One thing that stuck out to me is that deals with a lot more data formats, in particular, low-precision formats like FP4, FP6 and FP8. Manipulating those formats can take a lot of annoying effort; in general, x86 (until AVX-512, at least) has unconvincing support for so-called "lane-crossing" instructions that move data across 16-byte boundaries within a vector. So you can imagine unpacking, e.g., tightly packed 7-bit data to 8-bit data is a real slog.

I can already immediately think of a use case for vunpackb in some of the stuff I'm working on, where we'd like to efficiently unpack weights from the high half of a vector.

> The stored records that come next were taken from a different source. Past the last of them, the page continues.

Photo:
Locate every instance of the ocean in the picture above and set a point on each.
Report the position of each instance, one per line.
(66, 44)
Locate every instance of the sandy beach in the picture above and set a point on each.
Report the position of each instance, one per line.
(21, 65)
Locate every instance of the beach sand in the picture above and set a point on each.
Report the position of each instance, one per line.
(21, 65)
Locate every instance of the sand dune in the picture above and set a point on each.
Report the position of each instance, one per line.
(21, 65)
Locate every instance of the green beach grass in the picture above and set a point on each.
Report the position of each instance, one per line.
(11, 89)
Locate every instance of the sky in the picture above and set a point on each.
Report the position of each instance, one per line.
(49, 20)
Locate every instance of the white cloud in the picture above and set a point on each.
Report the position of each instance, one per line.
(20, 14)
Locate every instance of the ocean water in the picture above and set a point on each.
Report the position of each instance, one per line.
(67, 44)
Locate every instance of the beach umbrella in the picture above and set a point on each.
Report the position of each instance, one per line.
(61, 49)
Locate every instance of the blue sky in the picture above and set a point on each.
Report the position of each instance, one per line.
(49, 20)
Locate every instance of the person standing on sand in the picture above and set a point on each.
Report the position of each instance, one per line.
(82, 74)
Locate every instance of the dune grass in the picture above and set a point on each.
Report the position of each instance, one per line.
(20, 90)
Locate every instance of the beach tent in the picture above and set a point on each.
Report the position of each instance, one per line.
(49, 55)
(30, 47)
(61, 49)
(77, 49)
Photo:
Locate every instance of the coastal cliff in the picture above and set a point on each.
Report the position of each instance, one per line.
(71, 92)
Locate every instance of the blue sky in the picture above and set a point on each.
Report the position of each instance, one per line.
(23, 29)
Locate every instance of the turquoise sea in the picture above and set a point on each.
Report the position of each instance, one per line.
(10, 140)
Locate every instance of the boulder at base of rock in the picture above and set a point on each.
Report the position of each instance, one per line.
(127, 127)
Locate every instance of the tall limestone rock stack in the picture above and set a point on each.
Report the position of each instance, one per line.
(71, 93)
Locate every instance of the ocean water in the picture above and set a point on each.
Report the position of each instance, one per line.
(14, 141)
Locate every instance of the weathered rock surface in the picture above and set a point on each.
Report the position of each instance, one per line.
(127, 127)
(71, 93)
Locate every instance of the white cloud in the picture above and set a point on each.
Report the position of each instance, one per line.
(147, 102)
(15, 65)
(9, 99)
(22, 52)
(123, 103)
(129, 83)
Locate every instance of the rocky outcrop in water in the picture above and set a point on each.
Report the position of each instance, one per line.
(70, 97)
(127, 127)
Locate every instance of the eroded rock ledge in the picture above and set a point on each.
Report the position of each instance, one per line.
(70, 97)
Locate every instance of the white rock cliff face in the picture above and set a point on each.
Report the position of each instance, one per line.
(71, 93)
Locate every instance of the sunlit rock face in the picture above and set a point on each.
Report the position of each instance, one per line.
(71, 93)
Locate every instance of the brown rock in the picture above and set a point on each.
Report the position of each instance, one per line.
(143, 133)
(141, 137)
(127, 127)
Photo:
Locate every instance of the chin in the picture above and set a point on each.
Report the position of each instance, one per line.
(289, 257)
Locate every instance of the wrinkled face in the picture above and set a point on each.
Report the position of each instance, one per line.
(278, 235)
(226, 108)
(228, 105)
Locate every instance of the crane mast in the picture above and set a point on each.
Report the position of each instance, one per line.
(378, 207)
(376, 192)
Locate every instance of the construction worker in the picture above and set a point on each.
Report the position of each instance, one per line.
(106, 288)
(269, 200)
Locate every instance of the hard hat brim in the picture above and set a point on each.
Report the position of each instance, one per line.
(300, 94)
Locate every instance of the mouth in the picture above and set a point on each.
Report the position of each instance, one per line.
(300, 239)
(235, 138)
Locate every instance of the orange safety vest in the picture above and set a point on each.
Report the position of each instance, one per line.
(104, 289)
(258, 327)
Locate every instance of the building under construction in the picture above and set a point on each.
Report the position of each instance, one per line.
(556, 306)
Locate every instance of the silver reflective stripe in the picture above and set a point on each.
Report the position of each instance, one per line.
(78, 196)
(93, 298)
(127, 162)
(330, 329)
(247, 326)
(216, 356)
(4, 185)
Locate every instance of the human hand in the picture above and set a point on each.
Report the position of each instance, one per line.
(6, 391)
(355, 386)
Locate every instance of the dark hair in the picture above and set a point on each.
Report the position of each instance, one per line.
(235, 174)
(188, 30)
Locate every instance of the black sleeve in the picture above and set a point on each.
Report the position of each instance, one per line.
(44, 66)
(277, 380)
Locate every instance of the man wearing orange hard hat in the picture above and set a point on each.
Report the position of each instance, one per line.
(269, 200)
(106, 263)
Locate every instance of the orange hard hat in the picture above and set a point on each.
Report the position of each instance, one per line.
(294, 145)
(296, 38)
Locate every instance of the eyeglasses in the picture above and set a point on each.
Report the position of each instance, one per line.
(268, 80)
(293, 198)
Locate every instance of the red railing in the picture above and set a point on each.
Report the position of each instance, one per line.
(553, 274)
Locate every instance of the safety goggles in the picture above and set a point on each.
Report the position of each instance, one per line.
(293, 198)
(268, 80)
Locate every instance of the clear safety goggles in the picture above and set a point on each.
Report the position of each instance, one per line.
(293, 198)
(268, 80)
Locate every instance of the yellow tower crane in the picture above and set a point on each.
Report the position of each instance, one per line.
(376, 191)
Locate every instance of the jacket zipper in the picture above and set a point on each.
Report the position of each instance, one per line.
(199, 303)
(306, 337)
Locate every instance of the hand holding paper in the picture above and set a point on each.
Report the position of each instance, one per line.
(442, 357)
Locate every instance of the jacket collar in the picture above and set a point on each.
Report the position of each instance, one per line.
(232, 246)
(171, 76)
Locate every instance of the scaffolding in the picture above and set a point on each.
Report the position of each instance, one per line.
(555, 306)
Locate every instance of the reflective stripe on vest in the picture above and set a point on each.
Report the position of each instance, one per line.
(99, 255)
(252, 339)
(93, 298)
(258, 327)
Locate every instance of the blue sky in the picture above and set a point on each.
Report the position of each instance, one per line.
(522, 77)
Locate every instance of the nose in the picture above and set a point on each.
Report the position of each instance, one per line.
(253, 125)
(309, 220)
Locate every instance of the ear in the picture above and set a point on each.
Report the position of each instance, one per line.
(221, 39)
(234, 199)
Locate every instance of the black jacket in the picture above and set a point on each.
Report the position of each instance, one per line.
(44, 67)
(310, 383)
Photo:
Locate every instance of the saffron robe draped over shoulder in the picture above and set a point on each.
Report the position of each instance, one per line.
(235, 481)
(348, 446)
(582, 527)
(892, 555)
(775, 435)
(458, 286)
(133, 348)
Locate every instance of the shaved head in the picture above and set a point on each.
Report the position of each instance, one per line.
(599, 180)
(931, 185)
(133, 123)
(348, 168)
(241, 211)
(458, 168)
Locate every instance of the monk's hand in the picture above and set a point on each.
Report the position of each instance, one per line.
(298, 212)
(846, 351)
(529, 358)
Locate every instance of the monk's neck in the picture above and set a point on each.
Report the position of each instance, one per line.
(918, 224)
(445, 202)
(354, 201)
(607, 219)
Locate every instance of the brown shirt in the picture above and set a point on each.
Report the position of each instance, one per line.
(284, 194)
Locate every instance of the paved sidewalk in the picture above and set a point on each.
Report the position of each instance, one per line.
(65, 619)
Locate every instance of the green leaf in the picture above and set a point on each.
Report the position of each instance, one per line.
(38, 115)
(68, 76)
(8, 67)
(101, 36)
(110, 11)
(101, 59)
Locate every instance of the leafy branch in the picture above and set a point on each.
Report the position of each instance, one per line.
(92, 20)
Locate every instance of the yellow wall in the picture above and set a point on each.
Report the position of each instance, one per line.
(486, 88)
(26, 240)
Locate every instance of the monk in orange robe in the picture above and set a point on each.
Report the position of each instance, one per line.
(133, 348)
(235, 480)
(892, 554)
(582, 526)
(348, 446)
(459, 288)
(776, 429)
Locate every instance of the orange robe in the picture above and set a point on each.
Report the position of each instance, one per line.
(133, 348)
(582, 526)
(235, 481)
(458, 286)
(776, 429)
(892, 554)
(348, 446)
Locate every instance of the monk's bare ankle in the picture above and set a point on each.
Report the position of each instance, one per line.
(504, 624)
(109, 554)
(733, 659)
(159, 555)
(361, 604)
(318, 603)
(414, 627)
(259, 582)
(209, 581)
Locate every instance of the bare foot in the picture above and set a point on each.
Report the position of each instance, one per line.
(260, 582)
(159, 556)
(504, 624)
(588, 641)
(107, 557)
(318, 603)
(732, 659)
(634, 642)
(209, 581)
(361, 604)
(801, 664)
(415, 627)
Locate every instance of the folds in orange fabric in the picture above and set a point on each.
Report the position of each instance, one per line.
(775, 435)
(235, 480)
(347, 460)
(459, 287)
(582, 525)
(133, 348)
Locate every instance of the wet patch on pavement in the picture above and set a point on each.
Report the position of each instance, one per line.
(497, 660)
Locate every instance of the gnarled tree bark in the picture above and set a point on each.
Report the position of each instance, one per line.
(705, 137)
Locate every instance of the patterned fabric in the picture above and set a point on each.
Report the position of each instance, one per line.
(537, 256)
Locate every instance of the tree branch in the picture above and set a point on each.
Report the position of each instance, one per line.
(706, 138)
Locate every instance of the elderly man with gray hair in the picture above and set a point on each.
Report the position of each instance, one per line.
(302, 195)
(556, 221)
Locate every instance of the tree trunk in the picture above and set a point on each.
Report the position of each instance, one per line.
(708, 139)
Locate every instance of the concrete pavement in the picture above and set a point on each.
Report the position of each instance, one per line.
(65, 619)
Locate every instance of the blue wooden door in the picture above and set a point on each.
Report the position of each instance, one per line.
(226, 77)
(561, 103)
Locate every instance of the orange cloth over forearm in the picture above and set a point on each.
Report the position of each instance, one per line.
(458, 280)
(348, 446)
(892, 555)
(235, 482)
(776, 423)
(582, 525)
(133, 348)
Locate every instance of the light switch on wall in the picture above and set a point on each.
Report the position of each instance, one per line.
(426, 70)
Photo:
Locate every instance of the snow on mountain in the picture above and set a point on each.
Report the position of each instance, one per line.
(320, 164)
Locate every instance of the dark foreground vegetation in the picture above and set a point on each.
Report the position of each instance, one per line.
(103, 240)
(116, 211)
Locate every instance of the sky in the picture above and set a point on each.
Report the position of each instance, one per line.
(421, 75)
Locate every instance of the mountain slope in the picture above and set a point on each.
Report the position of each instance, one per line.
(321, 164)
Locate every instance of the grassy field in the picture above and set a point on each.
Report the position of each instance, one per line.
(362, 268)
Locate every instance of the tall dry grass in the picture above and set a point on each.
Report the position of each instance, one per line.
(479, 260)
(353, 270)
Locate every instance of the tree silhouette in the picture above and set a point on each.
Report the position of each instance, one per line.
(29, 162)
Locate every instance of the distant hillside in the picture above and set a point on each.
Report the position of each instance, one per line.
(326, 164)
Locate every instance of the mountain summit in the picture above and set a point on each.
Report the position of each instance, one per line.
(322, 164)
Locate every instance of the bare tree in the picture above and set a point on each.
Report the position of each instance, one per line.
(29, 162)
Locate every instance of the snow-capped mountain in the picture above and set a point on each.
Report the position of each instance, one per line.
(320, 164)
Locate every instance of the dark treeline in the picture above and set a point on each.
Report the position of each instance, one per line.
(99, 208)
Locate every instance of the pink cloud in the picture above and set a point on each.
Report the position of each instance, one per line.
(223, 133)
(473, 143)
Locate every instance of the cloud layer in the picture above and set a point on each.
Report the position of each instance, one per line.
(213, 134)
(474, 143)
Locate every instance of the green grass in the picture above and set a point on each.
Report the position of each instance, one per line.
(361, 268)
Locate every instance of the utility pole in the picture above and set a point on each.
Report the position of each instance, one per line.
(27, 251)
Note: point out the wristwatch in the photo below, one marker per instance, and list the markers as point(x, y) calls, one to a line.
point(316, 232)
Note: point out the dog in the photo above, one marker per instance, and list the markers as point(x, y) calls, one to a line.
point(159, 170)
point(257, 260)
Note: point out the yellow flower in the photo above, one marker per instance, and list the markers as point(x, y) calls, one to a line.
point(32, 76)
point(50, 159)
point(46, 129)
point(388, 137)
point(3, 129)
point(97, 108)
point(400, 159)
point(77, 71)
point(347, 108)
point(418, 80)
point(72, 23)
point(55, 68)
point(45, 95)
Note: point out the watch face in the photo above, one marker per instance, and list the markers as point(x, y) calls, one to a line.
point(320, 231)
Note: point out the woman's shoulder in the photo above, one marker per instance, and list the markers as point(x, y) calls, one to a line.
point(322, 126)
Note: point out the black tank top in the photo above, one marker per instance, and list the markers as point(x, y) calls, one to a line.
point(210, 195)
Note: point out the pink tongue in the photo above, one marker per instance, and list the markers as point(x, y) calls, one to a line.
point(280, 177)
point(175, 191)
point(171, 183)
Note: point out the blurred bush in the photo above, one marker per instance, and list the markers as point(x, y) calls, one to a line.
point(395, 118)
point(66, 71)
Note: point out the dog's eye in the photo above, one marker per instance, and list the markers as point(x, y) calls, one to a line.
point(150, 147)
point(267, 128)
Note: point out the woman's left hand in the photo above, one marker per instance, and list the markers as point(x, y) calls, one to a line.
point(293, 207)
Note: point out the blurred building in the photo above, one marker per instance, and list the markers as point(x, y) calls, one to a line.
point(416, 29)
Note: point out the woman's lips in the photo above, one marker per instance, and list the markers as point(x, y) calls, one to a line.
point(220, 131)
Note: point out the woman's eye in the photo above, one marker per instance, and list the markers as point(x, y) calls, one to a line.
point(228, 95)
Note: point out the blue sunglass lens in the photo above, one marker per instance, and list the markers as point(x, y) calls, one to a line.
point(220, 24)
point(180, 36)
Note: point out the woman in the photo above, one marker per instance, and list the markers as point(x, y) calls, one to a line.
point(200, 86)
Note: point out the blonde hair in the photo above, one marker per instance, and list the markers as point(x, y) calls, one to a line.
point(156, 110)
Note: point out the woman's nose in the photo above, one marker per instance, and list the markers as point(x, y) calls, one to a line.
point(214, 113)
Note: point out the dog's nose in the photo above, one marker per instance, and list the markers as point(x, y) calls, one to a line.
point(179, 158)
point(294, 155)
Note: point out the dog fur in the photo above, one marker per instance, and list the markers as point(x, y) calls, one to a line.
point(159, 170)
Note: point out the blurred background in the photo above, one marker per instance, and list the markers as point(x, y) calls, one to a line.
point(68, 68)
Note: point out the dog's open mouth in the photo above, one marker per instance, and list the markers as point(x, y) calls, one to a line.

Separately, adding all signed–unsigned variants of the VNNI dot product instructions is a welcome (albeit niche) change. There was an annoying divergence here between major ISAs: x86 added vpdpbusd which computed a dot product between u8 and i8, while ARM added vdotq, which computes a dot product either between u8 and u8 elements, or i8 and i8. So for broad compatibility, you generally had to restrict one of your inputs to [0,127]. This difference shows in the design of (for example) WASM relaxed SIMD, where the result of wasm.dot.i8x16.i7x16.add.signed is implementation-defined if you exceed the [0,127] range. ARM later added mixed-sign variants, and now x86 consummates it.

▲

dmitrygr

48 minutes ago

[-]

this also adds new registers to operate on (more state) - 1KB more state at least (512b x 16)

▲

sorenjan

39 minutes ago

[-]

AVX512 isn't available on most new CPUs, I'm guessing ACE will only be available on server CPUs for at least a couple of years at launch?

▲

deadmutex

4 minutes ago

[-]

> AVX512 isn't available on most new CPUs

Please define new. Also, I think AMD uses very similar cores in server and client. So, disabling AVX512 may be an Intel thing (my guess is that they can easily move threads between E & P cores).

▲

BobbyTables2

25 minutes ago

[-]

Thank $ALL_DIETIES that the TCG wasn’t involved!